Crnogorski Telekom Expands Its 5G Ambitions; The Network Already Ahead of the EU Average

Crnogorski Telekom Expands Its 5G Ambitions; The Network Already Ahead of the EU Average
Dražen Tomić / Tomich Productions

Crnogorski Telekom is entering a new phase of mobile infrastructure development with a clear message: network quality alone is no longer enough. It has to become a platform for new services, a stronger customer experience, and long-term growth. In an interview with ICTbusiness, Stjepan Udovičić, President of the Management Board and CEO of Crnogorski Telekom, explains why the company used this year’s Mobile World Congress to sign a continuation of its cooperation with Ericsson Nikola Tesla and why it is accelerating 5G investment right now. His core argument is straightforward: the network remains the heart of a telecom operator, but future competitiveness will depend on what the operator can build on top of it.

Udovičić says the new agreement is driven by a very concrete market need rather than by investment momentum alone. The previous contract, he notes, had already exhausted its planned volumes faster than expected, reflecting the pace of traffic growth and the need for additional capacity. “The mobile network is our core product,” Udovičić says, arguing that for Crnogorski Telekom it was only logical to continue the modernisation programme once the benefits of earlier investments had become visible. He points in particular to progress in the low-band 700 MHz spectrum, but also to further strengthening of the high-band 5G layer, where the operator sees room for another leap in performance and user experience.

That strategy has already produced tangible results. According to Udovičić, Crnogorski Telekom now has “96 per cent plus 5G population coverage”, which he says is “significantly above the European Union average”. For a relatively small market, that is a notable signal that Montenegro can keep pace with more developed European countries in mobile infrastructure and, in some respects, even move ahead of them. “We are not lagging behind in any way. You could even say we are ahead of certain countries,” he says, positioning the network as one of the key areas where the operator intends to build competitive advantage.

What matters just as much, however, is what comes after the network rollout. In Udovičić’s view, the European telecom market is moving into a phase of even sharper competition, revenue pressure, and a search for new growth engines. Traditional services such as mobile, fixed, broadband, and TV are increasingly standardised and harder to differentiate. That is why operators have to look beyond the traditional core. “The main challenge in our industry is to look for growth opportunities,” he says, describing this as a “beyond core” strategy, expanding outside basic telecom services while staying close enough to existing capabilities to create real customer value.

Artificial intelligence is an important layer of that transition. Udovičić remains pragmatic rather than evangelical: AI is not yet a universal answer, but real use cases are already emerging and producing results. He sees the clearest applications in customer care, fault handling, user information, and support interaction optimisation. “Very interesting things are starting to happen,” he says, suggesting that practical AI deployment will be one of the factors separating agile operators from those that fall behind. In his framing, AI is not just another technology trend, but a tool for lowering the cost base, improving network operations, and managing customer experience more efficiently.

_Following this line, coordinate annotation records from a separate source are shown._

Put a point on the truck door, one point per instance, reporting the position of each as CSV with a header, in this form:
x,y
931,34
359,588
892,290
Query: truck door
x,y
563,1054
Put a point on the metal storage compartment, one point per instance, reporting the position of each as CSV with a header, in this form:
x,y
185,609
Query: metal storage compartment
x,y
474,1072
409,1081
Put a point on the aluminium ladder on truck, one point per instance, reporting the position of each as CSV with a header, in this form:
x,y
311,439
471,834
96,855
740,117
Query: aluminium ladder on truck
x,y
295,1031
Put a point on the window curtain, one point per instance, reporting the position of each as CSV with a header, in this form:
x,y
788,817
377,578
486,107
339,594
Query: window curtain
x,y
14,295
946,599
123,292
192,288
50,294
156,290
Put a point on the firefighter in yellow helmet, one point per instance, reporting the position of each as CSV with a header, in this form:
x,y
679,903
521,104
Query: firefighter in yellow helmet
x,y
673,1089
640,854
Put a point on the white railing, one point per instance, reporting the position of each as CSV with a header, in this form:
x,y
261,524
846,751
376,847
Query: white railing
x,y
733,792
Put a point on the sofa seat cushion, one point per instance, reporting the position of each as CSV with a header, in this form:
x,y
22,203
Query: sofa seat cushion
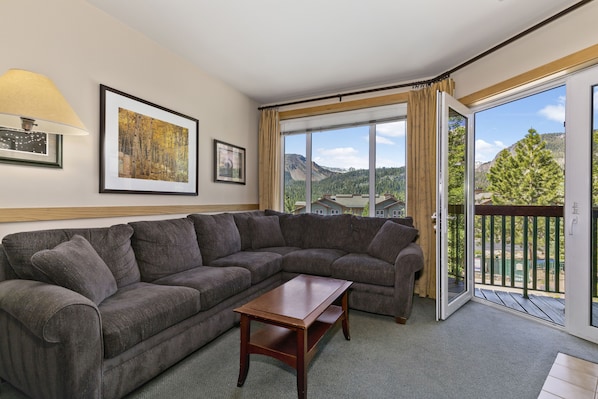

5G monetisation remains one of the sector’s central unresolved questions. The issue has been debated for years, yet there is still no universal playbook. Udovičić openly admits that “no one has found a magic wand for monetising 5G”, and attempts to sell 5G to end users as a premium service have not delivered the expected results. Customers, he argues, quickly absorb the benefits of higher speeds and lower latency, but their willingness to pay extra remains limited. “Users expect the fastest and the best, but the appetite to pay is very small,” he warns. That is precisely why the network must be excellent as a foundational service, while revenue differentiation has to come from new layers of value. “Value-added services have to come on top of that network,” Udovičić says.

Looking ahead two to three years, Udovičić sees several parallel paths of development, but also very clear criteria that will separate winners from losers. The first is the ability to manage networks and customer experience with a lower cost base. The second is creativity in designing services that go beyond entertainment and deliver tangible additional value. The third is access to talent. “What will determine the winners and losers over the next three years is whether operators can understand how to manage networks and customer experience with a lower cost base,” he says. He adds that success will also depend on “new engineers, product managers, and people who know how to create services on top of those networks”.

The broader message goes well beyond Montenegro. The telecom industry in the region and across Europe is clearly entering a period in which connectivity alone is no longer enough as a differentiator. Operators that want to grow will have to invest simultaneously in networks, automation, new services, and the people capable of combining technology with market understanding. Crnogorski Telekom is trying to position itself as an operator that does not wait for the market to change but actively accelerates that change through investment and new development models. That is why this latest network modernisation step is not just a technical project. It is also a signal that the future of telecom will be measured less by coverage alone and more by the ability to build new value on top of it.